# Replacing a chandelier with a recessed light.



## Bob Mariani (Dec 1, 2008)

Number of cans will be determined by the size of your table. One will not do. At least two, four small ones will be much better. You will need to patch the hole where this light is now.


----------



## RyanD (Mar 23, 2009)

Bob Mariani said:


> Number of cans will be determined by the size of your table. One will not do. At least two, four small ones will be much better. You will need to patch the hole where this light is now.

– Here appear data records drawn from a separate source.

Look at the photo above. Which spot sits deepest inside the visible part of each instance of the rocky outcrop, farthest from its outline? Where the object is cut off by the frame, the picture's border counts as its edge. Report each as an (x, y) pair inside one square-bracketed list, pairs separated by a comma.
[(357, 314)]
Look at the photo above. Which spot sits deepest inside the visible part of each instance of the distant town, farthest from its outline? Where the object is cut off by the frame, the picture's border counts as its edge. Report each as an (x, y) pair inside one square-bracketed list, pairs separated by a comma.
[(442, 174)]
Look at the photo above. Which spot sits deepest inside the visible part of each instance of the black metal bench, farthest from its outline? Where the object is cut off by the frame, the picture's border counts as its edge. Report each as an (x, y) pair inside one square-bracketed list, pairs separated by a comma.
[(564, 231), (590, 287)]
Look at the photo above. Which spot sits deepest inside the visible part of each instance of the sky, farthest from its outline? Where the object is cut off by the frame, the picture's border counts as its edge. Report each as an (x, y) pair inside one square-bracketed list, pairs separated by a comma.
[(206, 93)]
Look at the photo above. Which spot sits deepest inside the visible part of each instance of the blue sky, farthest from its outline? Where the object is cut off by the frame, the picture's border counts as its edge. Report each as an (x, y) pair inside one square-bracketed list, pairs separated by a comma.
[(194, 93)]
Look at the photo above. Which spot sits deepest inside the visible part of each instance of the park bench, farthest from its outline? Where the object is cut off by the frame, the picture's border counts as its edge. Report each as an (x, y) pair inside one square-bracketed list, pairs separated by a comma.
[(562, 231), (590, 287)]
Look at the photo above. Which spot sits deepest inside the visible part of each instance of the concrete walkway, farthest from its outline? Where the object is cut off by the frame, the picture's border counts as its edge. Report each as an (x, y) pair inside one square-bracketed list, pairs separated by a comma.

This is over stairs not a table. The door is the front door, it's a split level where the right stairs go down and the left go up to where the picture was taken.


----------



## Bob Mariani (Dec 1, 2008)

Oh.. maybe one commercial light with a larger spread and lamp size. But you still need to patch, since this box is most likely nailed against a joist.


----------



## Ron6519 (Mar 28, 2007)

You will need several recessed lights to give you the same lighting as a chandelier. How many will depend on the size of the area you're lighting.
The boxes in the ceiling now for the lights that are there will probably be 4" boxes.
Ron


----------



## irenadun (Jan 20, 2016)

i have mounted a chandelier when i switch it on i just get a little flame color and nothing more the 15 amp breaker is okay what have i done wrong


----------